Номер 9. Сцена, хор и дуэт
Я думал, они разнесут оперу. Я понимаю, конечно: убийство — лучшая реклама. То есть, я хочу сказать, что совершенно этого не понимаю, но мало ли чего я не понимаю в жизни? Почему, если случается авария, автомобиль всмятку, кровь на асфальте, зрелище не то что неприятное, но, по идее, противное гуманному человеческому естеству, так почему же все, кто видел, как это произошло, и все, кто не видел, но находился на соседней улице, а также все, кто слышал об аварии, сбегаются поглазеть?
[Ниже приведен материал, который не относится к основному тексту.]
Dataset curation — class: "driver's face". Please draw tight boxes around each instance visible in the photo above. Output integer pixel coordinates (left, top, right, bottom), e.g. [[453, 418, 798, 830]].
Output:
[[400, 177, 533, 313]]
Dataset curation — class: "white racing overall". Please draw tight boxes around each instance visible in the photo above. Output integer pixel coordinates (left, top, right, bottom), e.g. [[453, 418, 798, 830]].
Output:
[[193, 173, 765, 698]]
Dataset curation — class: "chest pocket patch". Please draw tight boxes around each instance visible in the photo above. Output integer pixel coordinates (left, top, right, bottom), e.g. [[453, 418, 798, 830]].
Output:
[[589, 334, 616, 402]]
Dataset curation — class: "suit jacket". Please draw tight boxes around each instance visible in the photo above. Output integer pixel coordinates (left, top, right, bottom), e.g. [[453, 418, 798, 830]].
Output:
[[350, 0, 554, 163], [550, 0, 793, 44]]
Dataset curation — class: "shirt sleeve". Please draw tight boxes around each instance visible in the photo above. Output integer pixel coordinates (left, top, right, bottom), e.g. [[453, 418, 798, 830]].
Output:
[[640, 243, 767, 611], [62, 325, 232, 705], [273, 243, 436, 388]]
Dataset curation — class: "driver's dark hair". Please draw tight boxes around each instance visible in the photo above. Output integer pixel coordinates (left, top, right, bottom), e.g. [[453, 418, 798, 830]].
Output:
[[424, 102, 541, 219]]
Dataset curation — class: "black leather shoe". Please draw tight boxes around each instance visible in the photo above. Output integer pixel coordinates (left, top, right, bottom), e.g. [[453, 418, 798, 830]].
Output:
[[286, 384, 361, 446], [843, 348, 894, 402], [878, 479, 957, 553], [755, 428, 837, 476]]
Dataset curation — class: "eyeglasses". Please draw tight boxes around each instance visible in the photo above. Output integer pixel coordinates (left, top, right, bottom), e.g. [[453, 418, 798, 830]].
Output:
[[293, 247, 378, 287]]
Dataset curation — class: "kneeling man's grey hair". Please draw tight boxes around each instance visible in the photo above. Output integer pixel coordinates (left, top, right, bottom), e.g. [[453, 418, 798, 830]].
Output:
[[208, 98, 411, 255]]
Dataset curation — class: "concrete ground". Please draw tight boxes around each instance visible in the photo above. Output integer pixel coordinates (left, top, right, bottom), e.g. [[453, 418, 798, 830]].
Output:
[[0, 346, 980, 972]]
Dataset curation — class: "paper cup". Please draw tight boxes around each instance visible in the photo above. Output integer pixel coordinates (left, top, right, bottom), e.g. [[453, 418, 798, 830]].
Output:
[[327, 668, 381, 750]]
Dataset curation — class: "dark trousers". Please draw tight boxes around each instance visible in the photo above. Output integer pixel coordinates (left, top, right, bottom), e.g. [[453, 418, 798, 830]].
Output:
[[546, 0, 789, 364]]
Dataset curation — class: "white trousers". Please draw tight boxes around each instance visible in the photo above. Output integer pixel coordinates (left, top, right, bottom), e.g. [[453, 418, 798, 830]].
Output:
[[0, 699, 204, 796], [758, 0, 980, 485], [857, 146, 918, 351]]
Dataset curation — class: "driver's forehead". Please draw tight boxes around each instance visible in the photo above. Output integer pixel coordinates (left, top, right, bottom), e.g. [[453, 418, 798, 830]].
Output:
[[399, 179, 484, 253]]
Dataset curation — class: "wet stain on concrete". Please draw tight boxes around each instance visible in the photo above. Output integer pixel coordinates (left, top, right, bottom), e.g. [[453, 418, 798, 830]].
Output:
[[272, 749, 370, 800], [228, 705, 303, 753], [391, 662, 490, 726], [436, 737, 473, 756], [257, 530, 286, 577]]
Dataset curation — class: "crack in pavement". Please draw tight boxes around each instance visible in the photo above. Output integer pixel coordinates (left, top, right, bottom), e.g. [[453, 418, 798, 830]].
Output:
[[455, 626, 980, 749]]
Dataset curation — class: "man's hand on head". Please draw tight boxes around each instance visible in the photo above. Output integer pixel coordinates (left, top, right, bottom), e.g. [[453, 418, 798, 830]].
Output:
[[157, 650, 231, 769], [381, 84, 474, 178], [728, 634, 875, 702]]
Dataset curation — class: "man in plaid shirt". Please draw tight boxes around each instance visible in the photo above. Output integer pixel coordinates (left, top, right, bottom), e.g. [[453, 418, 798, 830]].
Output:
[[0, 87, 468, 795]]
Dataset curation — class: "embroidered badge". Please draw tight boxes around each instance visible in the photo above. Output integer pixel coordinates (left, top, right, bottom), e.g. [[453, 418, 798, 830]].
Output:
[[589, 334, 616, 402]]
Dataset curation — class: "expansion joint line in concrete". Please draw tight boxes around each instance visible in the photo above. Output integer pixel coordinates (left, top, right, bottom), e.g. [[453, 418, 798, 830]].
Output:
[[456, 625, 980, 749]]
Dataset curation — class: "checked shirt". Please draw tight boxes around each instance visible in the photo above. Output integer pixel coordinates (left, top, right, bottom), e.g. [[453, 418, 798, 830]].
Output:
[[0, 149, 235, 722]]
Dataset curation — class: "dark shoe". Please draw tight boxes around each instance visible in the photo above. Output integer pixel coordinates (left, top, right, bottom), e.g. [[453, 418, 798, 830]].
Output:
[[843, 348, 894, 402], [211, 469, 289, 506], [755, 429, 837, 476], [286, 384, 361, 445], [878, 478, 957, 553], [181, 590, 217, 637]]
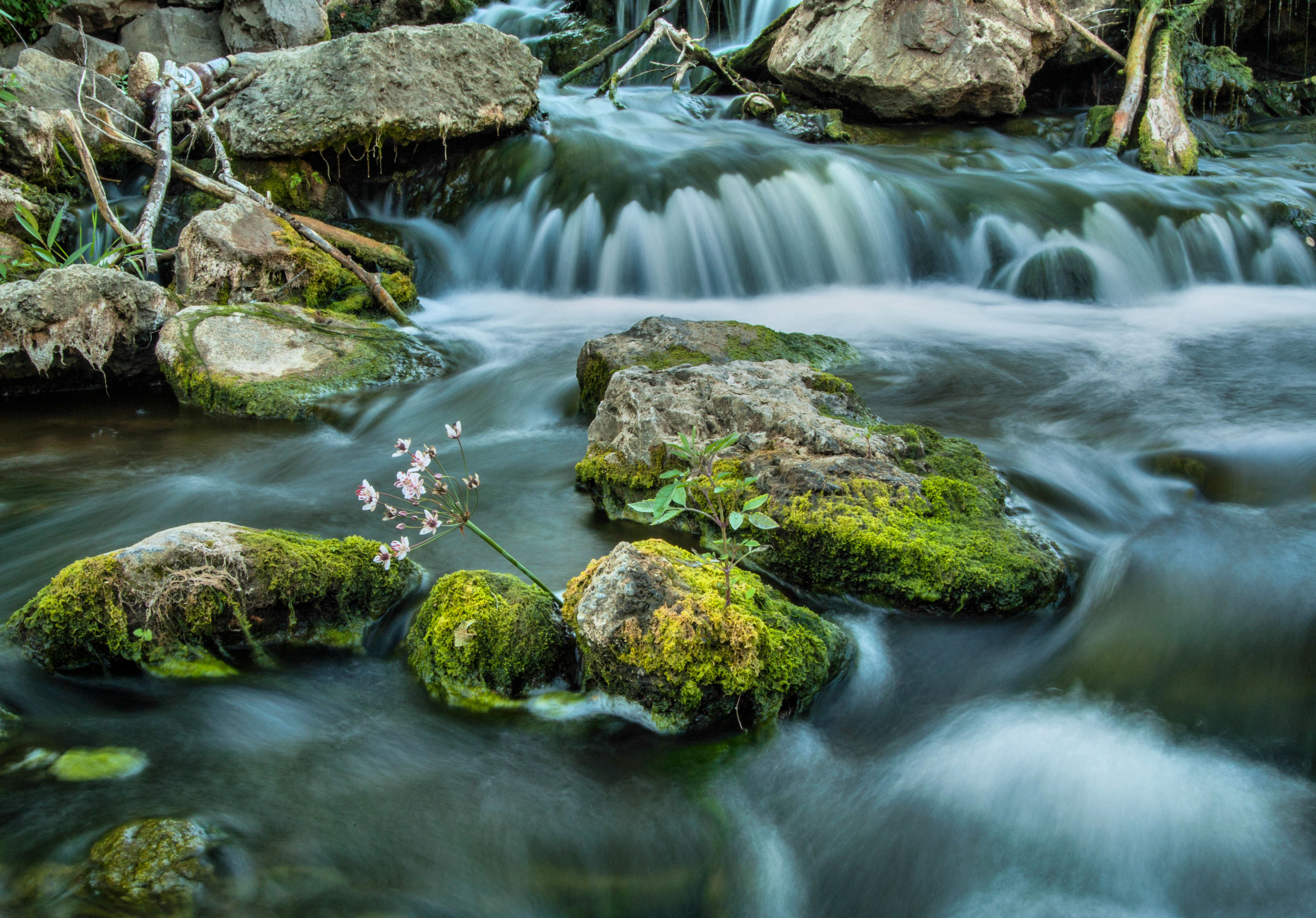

Полиция не пропускает, и они стоят толпой у ограждения, смотрят, впитывают — может, представляют себе, что каждый из них мог оказаться на месте жертвы? Почему одиннадцатого сентября, когда горели и падали башни, все телевизионные каналы показывали это кошмарное зрелище в прямом эфире, и миллионы (а может, миллиарды?) людей не могли отойти от экранов и смотрели, как маленькие черные точечки (люди!) вываливались из окон верхних этажей и падали, падали?… Кто-то стоял на карнизе и махал тряпкой, звал на помощь, потом сорвался и полетел вниз… а все смотрели, ужасались, но зрелище притягивало…
В тот день, помню, я выключил телевизор, не пошел на физфак, в шесть декан Дерюгин назначил совещание, он любил вечерние посиделки, и я представлял, о чем пойдет разговор, сидел в четырех стенах и ждал, когда все закончится. Я знал, что кто-нибудь из знакомых, оторвавшись, наконец, от телевизора, непременно позвонит и спросит: "Ты видел? Видел? Какой кошмар!"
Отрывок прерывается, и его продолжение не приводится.